I plan on bringing your first book to him when I visit him, and I hope he will read it.
It is very disturbing to me that in recent years, SHOCK THERAPY is being used increasingly as a treatment for depression, especially when medication doesn’t work. What makes people think that either of these approaches actually works in the first place? Are they EVER, EVER useful? When will people get that depression is practically always a response to a sick family system and the child abuse that masquerades as child-rearing in families? I find it so outrageous that MEMORY LOSS is viewed by shock therapy proponents as a somewhat unpleasant side effect that is considered MINOR compared to the so-called positive results of shock therapy. Well, yes, if one couldn’t remember what happened to one, that’s not just inconvenient; it is a SOUL MURDER as you have said, and in fact it’s the GOAL not the SIDE EFFECT of the shock therapy. So “not knowing how it works” is the medical untruth–we know how it works–it destroys the memory. These are not medical professionals–they are BUTCHERS who are in denial about the source of depression, which I suspect is almost always a trauma suffered as a helpless child. It is clearly politically convenient that this “side effect” renders the victim unable to identify his attackers, and unable to trace the source of the depression–perpetuating the abusive cycle in society over generations. The medical establishment should be ashamed of themselves–they get money for destroying people’s lives, colluding with the family members who are so often perpetrators of abuse on top of it, and then have the nerve to call it “treatment” or “help” for the “loved one”. What they are really doing is damaging the victim’s body and brain, further denying them their FEELINGS, and preventing them from connecting those feelings to their actual experiences in their own body. It is a violation in the truest sense of the word.
I would appreciate any suggestions you have for me for when I see my friend in the hospital.
Dr. Miller, thank you for your hard-won wisdom. You are an inspiration to me on my own journey out of depression and abuse, and I continue to read, re-read, and reflect all of your books. J.

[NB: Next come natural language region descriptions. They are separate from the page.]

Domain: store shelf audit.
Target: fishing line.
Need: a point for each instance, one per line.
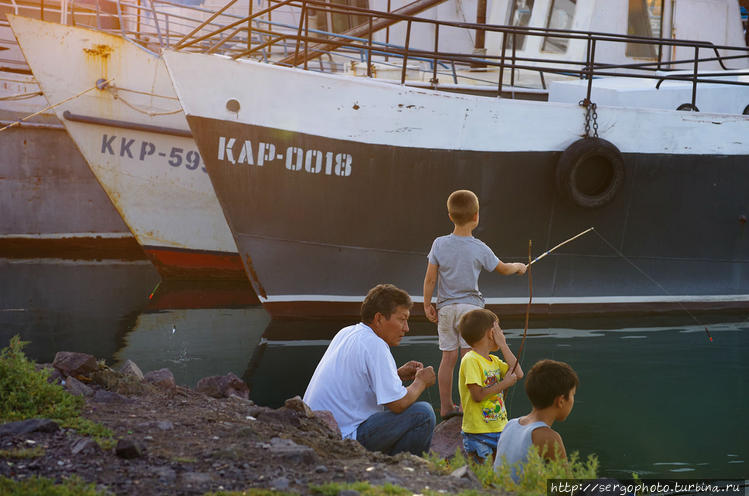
(659, 285)
(18, 122)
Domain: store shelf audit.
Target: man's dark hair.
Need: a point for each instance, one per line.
(547, 380)
(474, 324)
(383, 298)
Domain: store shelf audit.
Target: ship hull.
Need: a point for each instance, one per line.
(354, 193)
(51, 203)
(136, 141)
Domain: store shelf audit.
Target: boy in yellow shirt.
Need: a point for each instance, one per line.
(483, 379)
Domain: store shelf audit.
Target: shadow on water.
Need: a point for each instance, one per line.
(656, 396)
(85, 306)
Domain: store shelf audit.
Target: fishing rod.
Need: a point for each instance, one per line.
(573, 238)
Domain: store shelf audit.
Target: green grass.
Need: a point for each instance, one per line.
(41, 486)
(27, 394)
(535, 471)
(33, 452)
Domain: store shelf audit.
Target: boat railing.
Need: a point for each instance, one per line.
(310, 42)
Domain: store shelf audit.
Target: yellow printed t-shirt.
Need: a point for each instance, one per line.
(490, 415)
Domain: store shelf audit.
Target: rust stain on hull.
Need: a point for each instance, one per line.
(74, 248)
(99, 55)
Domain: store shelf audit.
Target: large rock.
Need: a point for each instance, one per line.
(327, 418)
(77, 388)
(162, 378)
(291, 451)
(296, 403)
(75, 364)
(129, 368)
(223, 386)
(127, 448)
(27, 426)
(447, 438)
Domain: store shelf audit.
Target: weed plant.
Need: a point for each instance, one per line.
(532, 476)
(42, 486)
(26, 394)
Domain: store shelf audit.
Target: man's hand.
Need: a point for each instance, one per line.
(407, 372)
(499, 337)
(430, 312)
(509, 380)
(426, 375)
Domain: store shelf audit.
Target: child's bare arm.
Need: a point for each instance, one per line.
(478, 393)
(512, 268)
(508, 355)
(430, 281)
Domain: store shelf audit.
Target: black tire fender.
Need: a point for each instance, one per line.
(590, 172)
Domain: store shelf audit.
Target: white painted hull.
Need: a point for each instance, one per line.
(156, 180)
(353, 192)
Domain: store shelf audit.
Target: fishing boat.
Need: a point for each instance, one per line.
(121, 111)
(332, 184)
(50, 201)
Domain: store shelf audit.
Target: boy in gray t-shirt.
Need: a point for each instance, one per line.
(455, 261)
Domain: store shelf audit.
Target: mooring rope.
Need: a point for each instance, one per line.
(18, 122)
(115, 92)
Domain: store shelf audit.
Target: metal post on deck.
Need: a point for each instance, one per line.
(405, 53)
(514, 53)
(306, 38)
(299, 32)
(694, 77)
(434, 80)
(591, 62)
(249, 26)
(387, 35)
(369, 49)
(502, 64)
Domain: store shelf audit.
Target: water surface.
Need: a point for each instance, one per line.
(656, 396)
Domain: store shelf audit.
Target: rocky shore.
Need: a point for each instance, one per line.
(169, 439)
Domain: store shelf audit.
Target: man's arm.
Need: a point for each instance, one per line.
(509, 269)
(424, 378)
(549, 443)
(407, 372)
(430, 281)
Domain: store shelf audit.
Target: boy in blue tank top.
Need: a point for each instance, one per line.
(454, 264)
(551, 387)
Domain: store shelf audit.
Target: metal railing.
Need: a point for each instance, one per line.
(310, 43)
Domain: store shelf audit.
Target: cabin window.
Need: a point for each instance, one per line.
(340, 23)
(644, 19)
(561, 14)
(521, 16)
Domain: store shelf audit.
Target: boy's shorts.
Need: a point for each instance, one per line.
(447, 325)
(483, 445)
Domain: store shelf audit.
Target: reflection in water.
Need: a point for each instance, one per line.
(62, 305)
(656, 397)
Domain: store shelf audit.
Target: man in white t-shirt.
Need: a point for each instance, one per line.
(357, 379)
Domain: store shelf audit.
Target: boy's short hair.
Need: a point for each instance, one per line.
(474, 324)
(462, 205)
(383, 298)
(547, 380)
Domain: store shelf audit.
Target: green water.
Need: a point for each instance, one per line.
(656, 396)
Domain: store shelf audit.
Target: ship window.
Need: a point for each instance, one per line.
(561, 14)
(336, 22)
(644, 19)
(521, 16)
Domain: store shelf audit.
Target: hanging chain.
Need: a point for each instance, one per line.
(590, 112)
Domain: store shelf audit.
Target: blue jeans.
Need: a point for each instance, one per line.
(484, 445)
(391, 433)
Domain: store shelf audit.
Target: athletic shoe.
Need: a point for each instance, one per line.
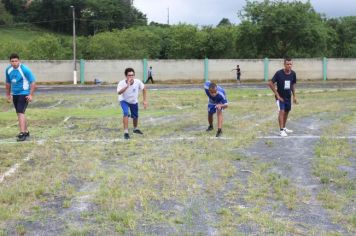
(137, 131)
(21, 137)
(210, 128)
(288, 130)
(283, 133)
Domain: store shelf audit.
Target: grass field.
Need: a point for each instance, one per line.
(78, 176)
(20, 34)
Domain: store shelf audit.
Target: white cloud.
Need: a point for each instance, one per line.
(210, 12)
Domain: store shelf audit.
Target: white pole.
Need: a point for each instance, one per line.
(74, 49)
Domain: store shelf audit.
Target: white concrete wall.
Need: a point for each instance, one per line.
(47, 71)
(175, 70)
(341, 69)
(222, 69)
(111, 71)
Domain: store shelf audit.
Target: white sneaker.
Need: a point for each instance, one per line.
(288, 130)
(283, 133)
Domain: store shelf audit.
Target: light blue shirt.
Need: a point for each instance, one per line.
(20, 79)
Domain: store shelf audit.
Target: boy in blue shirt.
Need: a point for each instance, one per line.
(20, 87)
(217, 103)
(285, 79)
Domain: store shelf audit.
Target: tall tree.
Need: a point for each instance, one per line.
(278, 28)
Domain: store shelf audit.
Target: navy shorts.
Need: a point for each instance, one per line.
(212, 108)
(20, 103)
(284, 106)
(133, 109)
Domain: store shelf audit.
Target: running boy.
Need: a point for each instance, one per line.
(217, 103)
(285, 79)
(20, 87)
(128, 97)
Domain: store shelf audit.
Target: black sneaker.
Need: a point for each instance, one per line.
(137, 131)
(21, 137)
(210, 128)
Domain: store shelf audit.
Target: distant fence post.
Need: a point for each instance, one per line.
(144, 70)
(325, 63)
(206, 69)
(266, 64)
(82, 62)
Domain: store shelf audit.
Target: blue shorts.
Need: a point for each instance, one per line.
(20, 103)
(133, 109)
(212, 108)
(284, 106)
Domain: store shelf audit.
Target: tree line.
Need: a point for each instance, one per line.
(114, 29)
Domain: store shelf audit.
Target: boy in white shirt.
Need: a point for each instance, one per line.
(128, 91)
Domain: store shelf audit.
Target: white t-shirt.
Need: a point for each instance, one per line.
(131, 93)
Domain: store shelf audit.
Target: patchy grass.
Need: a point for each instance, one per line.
(339, 191)
(156, 184)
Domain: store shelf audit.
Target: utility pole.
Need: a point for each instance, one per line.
(74, 49)
(168, 16)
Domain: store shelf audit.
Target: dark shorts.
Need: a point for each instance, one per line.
(212, 109)
(284, 106)
(20, 103)
(133, 109)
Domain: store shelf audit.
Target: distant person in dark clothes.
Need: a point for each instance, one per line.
(285, 79)
(238, 73)
(150, 75)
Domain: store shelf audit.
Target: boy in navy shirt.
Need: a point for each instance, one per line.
(217, 103)
(285, 79)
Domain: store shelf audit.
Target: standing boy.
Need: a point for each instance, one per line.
(217, 103)
(286, 79)
(238, 73)
(20, 87)
(128, 91)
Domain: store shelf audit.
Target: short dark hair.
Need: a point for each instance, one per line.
(13, 56)
(287, 59)
(127, 70)
(212, 86)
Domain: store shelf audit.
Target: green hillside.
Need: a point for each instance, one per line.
(21, 34)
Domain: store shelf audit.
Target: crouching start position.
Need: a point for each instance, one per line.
(217, 103)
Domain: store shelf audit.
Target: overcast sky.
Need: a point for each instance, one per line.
(210, 12)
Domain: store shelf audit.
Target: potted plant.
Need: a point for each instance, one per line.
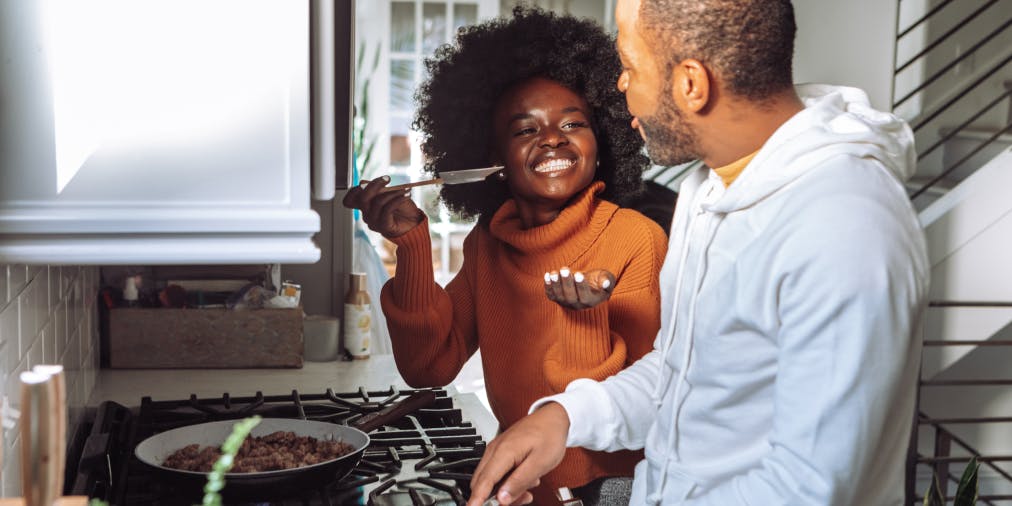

AM: I agree with everything you wrote in your letter and frankly don’t know what you could do. Maybe you can ask your friend about his childhood and see if he shows any interest. If yes you can let him tell you what he never told before to anybody and show him your empathy and support. If he denies his suffering in his family at all I am afraid that there is hardly anything you can do. But you will see maybe more when you are with him, without any “program.”